I will avoid stating her name out of consideration—out of chivalry. I will avoid it, too, because our history surely fills her with shame. My decision to call her the Betrayed is not an effort at ridicule or indifference. I do it because this is an epithet that she herself has used to refer to her relationship with me. I am, of course, the Traitor.

That is what we were going to talk about that night. That is why we had planned to meet: we were going to talk about the past, to look back on everything, and then, finally, we would end by accepting that life had led us down different paths. The usual. What couples go through when they decide to leave it all behind for good.

I suppose we were in pursuit of a reconciliation with the universe, at an age when it’s certain the universe, as much as reconciliation, will never amount to anything more than empty ambitions, virtual maps, animals gone extinct. Dreams. But we were both stubborn. We both had that absurd, almost religious need to transcend our own situation. Perhaps we were in search of forgiveness. The Betrayed, I knew, would not grant it, and for that reason neither would I. Our reunion was destined to fail, but even knowing this we insisted on meeting. The agitation with which I awaited her that stormy night was due, above all, to this crushing feeling of resignation. But when she finally arrived two hours later than the agreed-upon time, when she knocked on the door and stepped across the threshold with two leather suitcases and her wet gabardine coat, the Betrayed fainted on the spot. She hadn’t even realized that another woman had beaten her there. Amparo Dávila helped me carry her to a room upstairs, and, once we laid the Betrayed on the bed, she took it upon herself to undress her, while I avoided gazing again upon the body I had once seen something in, something I no longer remembered.

“She has a fever,” she said without needing to use a thermometer. “We’ll give her penicillin.”

“But you don’t even know what she has!” In response, the Wet Girl went into the bathroom and opened the medicine cabinet as if she were in her own house, as if she, not I, specialized in the illnesses of the human body.

“There isn’t any penicillin,” I informed her in my usual calm manner.

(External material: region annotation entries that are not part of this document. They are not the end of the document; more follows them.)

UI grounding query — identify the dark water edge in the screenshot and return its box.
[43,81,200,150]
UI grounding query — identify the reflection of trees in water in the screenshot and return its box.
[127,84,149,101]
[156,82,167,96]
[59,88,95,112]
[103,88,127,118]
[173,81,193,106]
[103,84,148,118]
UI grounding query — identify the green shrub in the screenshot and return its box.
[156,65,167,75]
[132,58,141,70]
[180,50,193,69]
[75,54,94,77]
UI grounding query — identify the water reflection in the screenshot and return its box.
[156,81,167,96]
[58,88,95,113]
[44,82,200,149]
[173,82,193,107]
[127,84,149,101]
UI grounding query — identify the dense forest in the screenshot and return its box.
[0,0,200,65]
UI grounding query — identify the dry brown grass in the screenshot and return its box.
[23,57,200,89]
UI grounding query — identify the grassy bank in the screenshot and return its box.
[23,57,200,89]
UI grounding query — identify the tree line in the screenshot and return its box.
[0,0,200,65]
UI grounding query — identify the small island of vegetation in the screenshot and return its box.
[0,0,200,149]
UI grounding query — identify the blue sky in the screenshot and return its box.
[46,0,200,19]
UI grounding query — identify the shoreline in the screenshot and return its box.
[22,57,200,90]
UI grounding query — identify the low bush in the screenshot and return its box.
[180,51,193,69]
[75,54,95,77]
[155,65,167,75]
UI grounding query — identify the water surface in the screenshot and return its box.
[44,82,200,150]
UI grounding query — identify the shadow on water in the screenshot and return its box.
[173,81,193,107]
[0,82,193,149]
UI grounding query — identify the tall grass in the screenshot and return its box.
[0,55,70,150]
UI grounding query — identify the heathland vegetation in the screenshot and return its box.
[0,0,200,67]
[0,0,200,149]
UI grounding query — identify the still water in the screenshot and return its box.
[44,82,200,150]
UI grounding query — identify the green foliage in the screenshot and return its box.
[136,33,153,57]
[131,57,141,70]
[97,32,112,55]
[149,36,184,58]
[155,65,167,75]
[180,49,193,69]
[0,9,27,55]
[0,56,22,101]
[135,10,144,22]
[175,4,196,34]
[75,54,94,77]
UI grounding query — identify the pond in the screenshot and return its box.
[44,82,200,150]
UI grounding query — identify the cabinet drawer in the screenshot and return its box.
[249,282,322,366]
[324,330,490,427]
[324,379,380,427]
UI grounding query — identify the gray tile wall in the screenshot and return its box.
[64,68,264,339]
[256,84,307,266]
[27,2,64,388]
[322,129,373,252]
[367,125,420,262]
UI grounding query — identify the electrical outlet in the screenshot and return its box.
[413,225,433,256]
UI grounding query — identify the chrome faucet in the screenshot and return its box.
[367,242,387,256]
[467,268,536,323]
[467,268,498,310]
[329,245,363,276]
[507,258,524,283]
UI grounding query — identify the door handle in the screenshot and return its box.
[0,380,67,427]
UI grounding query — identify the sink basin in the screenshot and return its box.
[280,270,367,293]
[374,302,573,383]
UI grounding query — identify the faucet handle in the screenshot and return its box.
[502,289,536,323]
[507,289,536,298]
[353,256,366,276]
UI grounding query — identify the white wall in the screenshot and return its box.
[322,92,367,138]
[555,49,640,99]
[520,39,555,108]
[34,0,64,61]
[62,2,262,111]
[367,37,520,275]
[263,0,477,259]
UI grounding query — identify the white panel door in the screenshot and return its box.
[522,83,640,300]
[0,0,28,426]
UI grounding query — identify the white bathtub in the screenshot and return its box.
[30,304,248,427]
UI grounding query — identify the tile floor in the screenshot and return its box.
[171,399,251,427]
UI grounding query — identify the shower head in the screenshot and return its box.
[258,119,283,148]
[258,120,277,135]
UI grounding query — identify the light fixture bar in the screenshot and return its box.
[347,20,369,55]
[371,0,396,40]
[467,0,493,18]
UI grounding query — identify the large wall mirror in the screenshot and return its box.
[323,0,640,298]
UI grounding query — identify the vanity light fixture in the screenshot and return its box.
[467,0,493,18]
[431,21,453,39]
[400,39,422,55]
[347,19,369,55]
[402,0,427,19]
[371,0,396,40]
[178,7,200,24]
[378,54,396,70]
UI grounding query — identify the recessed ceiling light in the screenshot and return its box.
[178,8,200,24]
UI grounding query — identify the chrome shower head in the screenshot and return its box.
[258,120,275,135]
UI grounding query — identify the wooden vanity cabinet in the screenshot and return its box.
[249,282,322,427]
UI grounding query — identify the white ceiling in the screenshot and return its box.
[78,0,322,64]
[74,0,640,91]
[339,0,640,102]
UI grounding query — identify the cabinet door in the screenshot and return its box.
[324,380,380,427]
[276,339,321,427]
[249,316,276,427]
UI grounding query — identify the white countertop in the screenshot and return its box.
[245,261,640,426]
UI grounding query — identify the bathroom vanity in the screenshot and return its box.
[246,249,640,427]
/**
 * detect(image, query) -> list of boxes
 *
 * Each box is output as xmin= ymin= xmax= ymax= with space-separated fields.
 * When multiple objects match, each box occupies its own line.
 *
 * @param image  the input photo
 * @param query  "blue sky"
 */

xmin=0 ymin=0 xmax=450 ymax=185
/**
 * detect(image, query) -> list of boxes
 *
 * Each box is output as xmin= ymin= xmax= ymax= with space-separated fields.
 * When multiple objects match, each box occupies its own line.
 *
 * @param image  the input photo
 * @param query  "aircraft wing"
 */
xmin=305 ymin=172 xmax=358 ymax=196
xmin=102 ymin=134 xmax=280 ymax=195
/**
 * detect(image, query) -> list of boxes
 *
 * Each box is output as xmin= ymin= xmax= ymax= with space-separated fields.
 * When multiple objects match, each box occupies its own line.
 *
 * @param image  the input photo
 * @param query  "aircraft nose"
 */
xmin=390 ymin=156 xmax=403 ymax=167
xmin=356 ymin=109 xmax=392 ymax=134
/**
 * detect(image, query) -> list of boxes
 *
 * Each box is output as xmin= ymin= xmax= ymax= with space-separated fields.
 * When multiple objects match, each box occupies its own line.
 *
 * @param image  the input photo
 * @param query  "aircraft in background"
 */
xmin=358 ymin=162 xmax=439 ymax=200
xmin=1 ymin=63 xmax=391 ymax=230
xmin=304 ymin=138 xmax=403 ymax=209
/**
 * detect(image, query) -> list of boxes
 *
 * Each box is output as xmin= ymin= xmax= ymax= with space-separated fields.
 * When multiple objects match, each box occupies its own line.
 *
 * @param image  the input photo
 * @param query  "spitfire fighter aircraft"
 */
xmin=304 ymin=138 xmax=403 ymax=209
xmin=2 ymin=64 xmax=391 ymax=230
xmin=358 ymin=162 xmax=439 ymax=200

“It must be the epidemic,” she said as she placed a cold compress on the patient’s forehead.

The Betrayed fluttered her eyelids and mumbled a few words before falling into a deep sleep. Amparo Dávila took her pulse. She looked at her with a mixture of sweetness and disgust.

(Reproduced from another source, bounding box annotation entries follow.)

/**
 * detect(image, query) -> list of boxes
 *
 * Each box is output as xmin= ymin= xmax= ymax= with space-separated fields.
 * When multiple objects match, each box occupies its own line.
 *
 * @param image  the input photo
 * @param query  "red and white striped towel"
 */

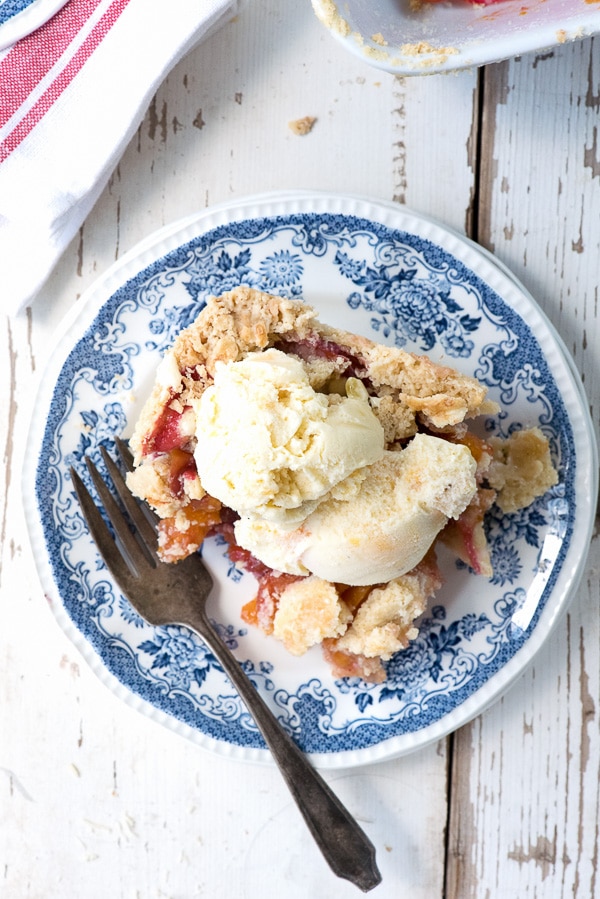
xmin=0 ymin=0 xmax=236 ymax=313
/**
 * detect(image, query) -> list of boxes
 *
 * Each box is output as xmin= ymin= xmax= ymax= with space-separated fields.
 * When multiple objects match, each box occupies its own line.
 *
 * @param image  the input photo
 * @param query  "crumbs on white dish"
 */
xmin=313 ymin=0 xmax=459 ymax=69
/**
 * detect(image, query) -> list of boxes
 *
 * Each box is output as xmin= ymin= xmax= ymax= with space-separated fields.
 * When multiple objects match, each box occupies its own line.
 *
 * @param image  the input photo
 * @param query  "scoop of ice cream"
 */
xmin=235 ymin=434 xmax=476 ymax=586
xmin=195 ymin=349 xmax=384 ymax=526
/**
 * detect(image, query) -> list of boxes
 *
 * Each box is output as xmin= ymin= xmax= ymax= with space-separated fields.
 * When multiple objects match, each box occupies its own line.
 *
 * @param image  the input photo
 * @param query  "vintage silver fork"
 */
xmin=71 ymin=441 xmax=381 ymax=893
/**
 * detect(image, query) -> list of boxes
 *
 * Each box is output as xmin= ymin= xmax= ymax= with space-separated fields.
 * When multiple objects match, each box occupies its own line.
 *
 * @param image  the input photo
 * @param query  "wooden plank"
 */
xmin=0 ymin=0 xmax=482 ymax=899
xmin=447 ymin=40 xmax=600 ymax=899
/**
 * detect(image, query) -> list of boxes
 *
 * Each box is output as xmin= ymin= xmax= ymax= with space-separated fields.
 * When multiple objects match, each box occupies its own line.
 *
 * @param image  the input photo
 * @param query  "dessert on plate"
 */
xmin=128 ymin=287 xmax=557 ymax=681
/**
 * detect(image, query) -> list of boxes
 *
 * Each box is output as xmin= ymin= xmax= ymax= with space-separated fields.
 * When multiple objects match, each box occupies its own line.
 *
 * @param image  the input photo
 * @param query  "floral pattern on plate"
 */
xmin=24 ymin=199 xmax=592 ymax=765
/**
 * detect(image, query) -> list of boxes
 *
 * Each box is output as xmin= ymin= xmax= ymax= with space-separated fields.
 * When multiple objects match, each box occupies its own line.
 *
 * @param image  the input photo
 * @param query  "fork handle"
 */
xmin=181 ymin=610 xmax=381 ymax=893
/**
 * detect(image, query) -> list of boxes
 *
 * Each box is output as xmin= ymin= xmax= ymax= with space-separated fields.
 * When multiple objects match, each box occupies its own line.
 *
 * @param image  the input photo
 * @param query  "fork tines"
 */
xmin=71 ymin=447 xmax=158 ymax=589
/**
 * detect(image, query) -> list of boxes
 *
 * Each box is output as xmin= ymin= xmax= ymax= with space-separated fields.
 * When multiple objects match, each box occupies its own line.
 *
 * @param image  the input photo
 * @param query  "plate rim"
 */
xmin=21 ymin=190 xmax=598 ymax=769
xmin=311 ymin=0 xmax=599 ymax=75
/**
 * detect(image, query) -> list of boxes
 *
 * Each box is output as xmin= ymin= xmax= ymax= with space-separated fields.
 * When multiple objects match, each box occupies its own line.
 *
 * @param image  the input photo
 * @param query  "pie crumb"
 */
xmin=289 ymin=116 xmax=317 ymax=137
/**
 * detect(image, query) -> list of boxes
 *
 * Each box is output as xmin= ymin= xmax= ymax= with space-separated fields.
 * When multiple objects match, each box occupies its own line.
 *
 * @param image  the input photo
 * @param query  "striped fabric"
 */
xmin=0 ymin=0 xmax=235 ymax=312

“Get away from her,” I said from the doorframe. “She could infect you.”

She smiled, arched her right eyebrow. She slowly and pitilessly looked me up and down. Then she went downstairs and came back up with the leather suitcases. She opened them, carefully took out the Betrayed’s clothing, making sure not to unfold anything, and placed each item in the dresser drawer without turning to look at me.

“Her convalescence will be long,” she assured me when she finished. “If she survives.”